WINCHESTER City Council clocked up millions of pounds in profit from parking charges last year – a record high.

Figures have revealed that the authority raised £4.7million - the highest profit since comparable records began in 2008-09.

An AA spokesperson said the numbers showed councils see drivers as "wallets on wheels"

All the profit made by the council last year came from off-street parking, such as local authority-run car parks.

But the numbers from the Ministry of Housing, Communities and Local Government cost the authority £246,000.

Jack Cousens, head of roads policy for the AA, said: “When it comes to parking charges, many councils see drivers as wallets on wheels.

“At a time when budgets are stretched, raking in parking fees seems to be a tool used to try and fill the councils’ coffers.

“Some of the incomes are eyewatering, so drivers want to see that cash reinvested in local roads to eliminate potholes and poor road markings.”

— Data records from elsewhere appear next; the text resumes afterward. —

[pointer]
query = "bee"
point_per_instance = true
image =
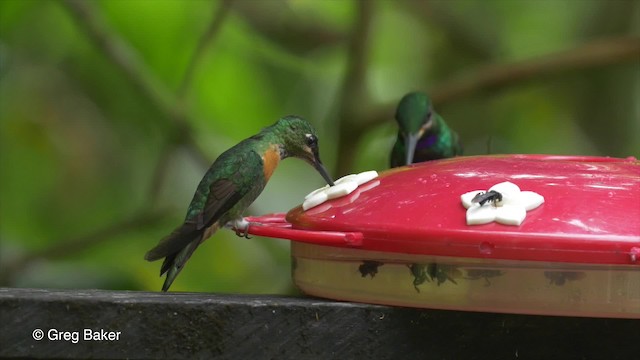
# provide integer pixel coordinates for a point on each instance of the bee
(560, 277)
(369, 267)
(491, 196)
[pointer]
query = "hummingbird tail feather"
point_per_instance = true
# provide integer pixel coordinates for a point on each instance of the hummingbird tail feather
(173, 264)
(176, 249)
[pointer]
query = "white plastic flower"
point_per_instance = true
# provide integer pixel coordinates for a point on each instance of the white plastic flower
(343, 186)
(510, 210)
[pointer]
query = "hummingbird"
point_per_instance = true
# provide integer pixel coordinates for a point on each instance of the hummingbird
(423, 134)
(231, 184)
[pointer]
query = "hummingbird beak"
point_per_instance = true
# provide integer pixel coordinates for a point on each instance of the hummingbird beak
(411, 141)
(321, 169)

The rise in profits from parking in Winchester reflects the trend across England, and echoes that of neighbouring authority such as Eastleigh profited by £1.5million, up 31 per cent on the previous year.

However, nearby Test Valley saw a drop into earning of 15 per cent, with a pay off of £1million and Southampton saw a drop of 12 per cent, making £6million.

David Renard, transport spokesman for the Local Government Association, said councils were on the side of motorists and shoppers, and that parking policies aim to make sure there are spaces available for residents, high streets are kept vibrant and traffic is kept moving.

He added: “Any income raised through on-street parking charges and fines is spent on running parking services, and any surplus is only spent on essential transport projects, such as filling potholes, supporting concessionary bus fares to help reduce congestion and other local transport projects that benefit high streets and local economies.”

A spokesperson for Winchester City Council said: “Parking income helps to fund the cost of car park operations. The council is also investing in measures to address traffic congestion, cut carbon emissions and improve air quality, which includes upgrades to city car parks, installing electric vehicle charging, extending park and ride and works that contribute to longer term plans for travel and transport.
“This will be further supported by a new parking management strategy that will be published later this year.”